La muerte del hombre Cristo Jesús en cualquier forma habría sido suficiente para compensar la sentencia original; pero Dios se complació en probar la lealtad de nuestro querido Redentor a él, disponiendo que la muerte fuera una prueba peculiar, una desgracia, para que la lealtad de Jesús fuera así demostrada más particularmente, tanto a los ángeles como a los hombres; y para que el Padre pudiera estar plenamente justificado al recompensarle con la más alta exaltación -muy por encima de ángeles, principados, potestades y todo nombre que se nombra- para que todos los hombres honraran al Hijo, así como honran al Padre. Fue por esta razón, entonces, que la muerte de la cruz fue insinuada en las Escrituras como la más ignominiosa: "Maldito todo el que es colgado en un madero". El Apóstol implica esta ignominia añadida de la cruz en su relato de cómo el Señor dejó la gloria que tenía con el Padre, se humilló a sí mismo, tomó la forma de siervo y fue hallado en forma de hombre: "Y hallado en forma de hombre, se humilló hasta la muerte, y muerte de cruz. Por lo cual Dios le exaltó hasta lo sumo". (Filipenses. 2:7-10) Por lo tanto, en lo que respecta a nuestro querido Redentor, esta desgracia de la cruz, que habría sido tan dura para cualquier hijo noble y particularmente para el Perfecto, se convirtió para él en un peldaño hacia la gloria, el honor y la inmortalidad, la naturaleza divina. En cuanto a nosotros, ciertamente ya ha exaltado a nuestro querido Redentor en la estimación de todos los verdaderamente suyos y guiados por la Palabra del Señor. Éstos se glorían de la fe y de la obediencia del Maestro así demostradas hasta el último grado. Somos conscientes, sin embargo, de que los Críticos Superiores y los Evolucionistas no simpatizan con ningún pensamiento semejante. Considerándose sabios, descuidan la sabiduría de lo alto, que nos instruye que sólo por este sacrificio de sí mismo nuestro Redentor presentó al Padre el precio del rescate por la vida del padre Adán y por las vidas de toda su posteridad, perdidas por su desobediencia; y que sólo por este rescate podría cualquiera de ellos alcanzar una resurrección y la oportunidad de una vida eterna en armonía con Dios.

 

"CONDENARON AL JUSTO"

Nuestra lección no incluye el juicio de nuestro Señor por el Sumo Sacerdote y el Sanedrín, ni su presentación ante el tribunal de Pilato, luego en Herodes y su regreso a Pilato y los esfuerzos realizados por ese gobernador romano para su liberación. Sólo cuando se temió un motín, Pilato consintió en que Jesús fuera crucificado y dio la orden para ello, lavándose al mismo tiempo las manos ante la multitud, diciendo: "Yo soy inocente de la sangre de este justo." Fue entonces cuando la multitud gritó: "Su sangre sea sobre nosotros y sobre nuestros hijos", y Jesús fue conducido para ser crucificado.

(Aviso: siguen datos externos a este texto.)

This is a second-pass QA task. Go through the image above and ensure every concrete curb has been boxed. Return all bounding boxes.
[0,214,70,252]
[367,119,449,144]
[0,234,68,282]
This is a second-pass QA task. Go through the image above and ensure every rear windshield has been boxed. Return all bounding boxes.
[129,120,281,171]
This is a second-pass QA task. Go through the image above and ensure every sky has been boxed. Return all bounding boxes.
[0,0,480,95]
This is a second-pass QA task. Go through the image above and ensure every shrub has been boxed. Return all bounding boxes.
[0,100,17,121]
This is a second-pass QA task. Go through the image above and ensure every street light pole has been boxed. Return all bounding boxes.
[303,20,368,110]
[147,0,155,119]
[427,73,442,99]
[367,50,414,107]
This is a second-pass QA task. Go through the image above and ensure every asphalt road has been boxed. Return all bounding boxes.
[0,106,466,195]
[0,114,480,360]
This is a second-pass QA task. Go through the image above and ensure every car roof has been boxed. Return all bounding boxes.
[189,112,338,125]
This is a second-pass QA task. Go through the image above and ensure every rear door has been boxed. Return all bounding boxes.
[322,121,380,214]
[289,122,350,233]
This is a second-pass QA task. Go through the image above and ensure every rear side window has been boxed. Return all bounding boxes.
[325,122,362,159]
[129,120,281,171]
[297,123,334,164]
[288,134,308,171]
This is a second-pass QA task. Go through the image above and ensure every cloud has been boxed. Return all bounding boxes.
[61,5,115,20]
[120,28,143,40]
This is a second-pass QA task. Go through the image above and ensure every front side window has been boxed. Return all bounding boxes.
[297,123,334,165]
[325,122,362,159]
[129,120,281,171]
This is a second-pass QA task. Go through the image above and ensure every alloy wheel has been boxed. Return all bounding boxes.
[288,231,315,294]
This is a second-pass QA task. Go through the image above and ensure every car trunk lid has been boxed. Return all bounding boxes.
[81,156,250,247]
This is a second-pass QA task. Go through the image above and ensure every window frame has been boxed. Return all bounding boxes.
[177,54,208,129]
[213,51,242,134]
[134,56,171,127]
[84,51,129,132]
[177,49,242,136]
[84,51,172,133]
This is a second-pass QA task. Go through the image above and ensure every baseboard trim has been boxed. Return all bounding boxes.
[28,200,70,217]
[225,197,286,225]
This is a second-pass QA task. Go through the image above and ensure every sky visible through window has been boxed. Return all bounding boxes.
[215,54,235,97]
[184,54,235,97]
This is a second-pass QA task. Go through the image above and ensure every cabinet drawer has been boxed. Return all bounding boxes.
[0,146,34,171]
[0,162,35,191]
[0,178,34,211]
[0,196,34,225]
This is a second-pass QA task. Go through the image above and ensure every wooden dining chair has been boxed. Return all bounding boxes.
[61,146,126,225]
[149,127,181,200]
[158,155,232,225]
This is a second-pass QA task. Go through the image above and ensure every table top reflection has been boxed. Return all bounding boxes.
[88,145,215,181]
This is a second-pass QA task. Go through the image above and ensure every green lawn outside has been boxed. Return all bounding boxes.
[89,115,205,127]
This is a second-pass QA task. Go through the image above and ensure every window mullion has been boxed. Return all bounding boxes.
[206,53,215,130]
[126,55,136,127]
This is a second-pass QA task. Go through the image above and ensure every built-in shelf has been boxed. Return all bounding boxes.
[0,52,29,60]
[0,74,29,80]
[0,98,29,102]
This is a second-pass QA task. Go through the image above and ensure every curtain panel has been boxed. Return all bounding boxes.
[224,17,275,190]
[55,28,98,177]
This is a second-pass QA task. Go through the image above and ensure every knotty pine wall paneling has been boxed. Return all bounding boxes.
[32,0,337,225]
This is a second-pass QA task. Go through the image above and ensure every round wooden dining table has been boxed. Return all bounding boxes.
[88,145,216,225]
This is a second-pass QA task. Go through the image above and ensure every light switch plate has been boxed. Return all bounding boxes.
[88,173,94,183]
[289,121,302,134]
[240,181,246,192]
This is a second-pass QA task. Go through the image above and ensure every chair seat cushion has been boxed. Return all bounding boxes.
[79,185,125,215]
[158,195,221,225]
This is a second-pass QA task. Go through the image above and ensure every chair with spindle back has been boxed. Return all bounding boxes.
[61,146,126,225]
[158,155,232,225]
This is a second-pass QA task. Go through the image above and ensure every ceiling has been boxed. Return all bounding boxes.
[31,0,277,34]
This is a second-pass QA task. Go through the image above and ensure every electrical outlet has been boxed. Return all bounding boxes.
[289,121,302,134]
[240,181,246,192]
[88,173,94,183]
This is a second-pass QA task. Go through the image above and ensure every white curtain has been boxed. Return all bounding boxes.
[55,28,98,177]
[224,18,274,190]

Jerusalén ha sido destruida y reconstruida varias veces desde entonces, y los niveles de algunas de las calles son muy diferentes de lo que eran entonces; sin embargo, la Vía Dolorosa, o el "camino doloroso", todavía se señala, y también una parte de la arcada conocida como el Arco del Ecce Homo, que se cree que fue el lugar donde Pilato estaba cuando, abogando por la liberación de nuestro Señor, dijo a la multitud rabiosa: "¡He aquí el hombre! como si quisiera decir: "¿Queréis realmente que crucifique a tan noble muestra de humanidad y de vuestra raza? ¡Mírenlo! ¡Decidan ahora y por fin sobre el tema! Que estas tradiciones están bien fundadas lo demuestra el hecho de que, en tiempos bastante recientes, una excavación realizada para los cimientos de una casa en el supuesto emplazamiento del palacio de Pilato reveló, a una profundidad considerable, una extensa porción de un pavimento de mosaico de fino trabajo como el que probablemente habría estado relacionado con un palacio; y esto se identifica a través de la declaración de Juan 9:13 que se refiere al tribunal como estando en un lugar "llamado el Pavimento". A continuación publicamos un pequeño diagrama de la ciudad, a partir del cual se puede juzgar la ruta tomada por nuestro Señor y los soldados romanos que iban a crucificarlo mientras se dirigían al "lugar de una calavera" llamado en lengua hebrea Gólgota, y en latín, Calvario. El supuesto lugar está en una colina cerca de Jerusalén, que a lo lejos tiene el contorno general de una calavera, con huecos correspondientes a las cuencas de los ojos. Los eruditos modernos están de acuerdo en este lugar, que responde bien a los requisitos generales de la narración evangélica: fuera de las murallas de la ciudad, cerca de la ciudad, en un lugar visible, cerca de una calle frecuentada, y todavía llamado por los judíos "lugar de la lapidación". La tradición cristiana del siglo V fija este lugar como el de la lapidación de Esteban."¿Debe Jesús llevar la cruz solo,  y todo el mundo quedar libre?"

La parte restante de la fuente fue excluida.